Data inconsistency caused by `updateEventHandler` in `RedisEventHandlerDAO.java`
wy-hua opened this issue · 0 comments
Describe the bug
One of my critical business flow in Conductor <SQS_QUEUE_NAME> events --> event handlers --> workflow executions
is in paralysis because of NullPointerException
ocurring in the Conductor server. This kind of exception is thrown when handling an SQS message on the queue:<SQS_QUEUE_NAME>
queue. After some invetigation and experiments, I believe this issue is related to the absence of an event handler in the Redis, even though its primary key appears in the index of event handlers by event. This data inconsistency leads to NullPointerException
mentioned above.
Full logs in Conductor server can be found here
3442759355 [RxComputationScheduler-2] ERROR com.netflix.conductor.core.events.DefaultEventProcessor [] - Error handling message: 4f0491de-eb2a-43b0-b27b-ef1225acc5ba on queue:<SQS_QUEUE_NAME>
java.lang.NullPointerException: null
at com.netflix.conductor.redis.dao.RedisEventHandlerDAO.getEventHandlersForEvent(RedisEventHandlerDAO.java:124) ~[conductor-redis-persistence-3.14.0.jar!/:?]
at com.netflix.conductor.service.MetadataServiceImpl.getEventHandlersForEvent(MetadataServiceImpl.java:218) ~[conductor-core-3.14.0.jar!/:?]

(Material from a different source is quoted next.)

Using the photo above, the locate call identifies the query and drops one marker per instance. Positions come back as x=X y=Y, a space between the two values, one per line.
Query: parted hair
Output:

at com.netflix.conductor.service.MetadataServiceImpl$$FastClassBySpringCGLIB$$726d989d.invoke(<generated>) ~
RedisEventHandlerDAO.java:124
@Override
public List<EventHandler> getEventHandlersForEvent(String event, boolean activeOnly) {
String key = nsKey(EVENT_HANDLERS_BY_EVENT, event);
Set<String> names = jedisProxy.smembers(key);
List<EventHandler> handlers = new LinkedList<>();
for (String name : names) {
try {
EventHandler eventHandler = getEventHandler(name);
recordRedisDaoEventRequests("getEventHandler", event);
// —————————Line 124————————
if (eventHandler.getEvent().equals(event)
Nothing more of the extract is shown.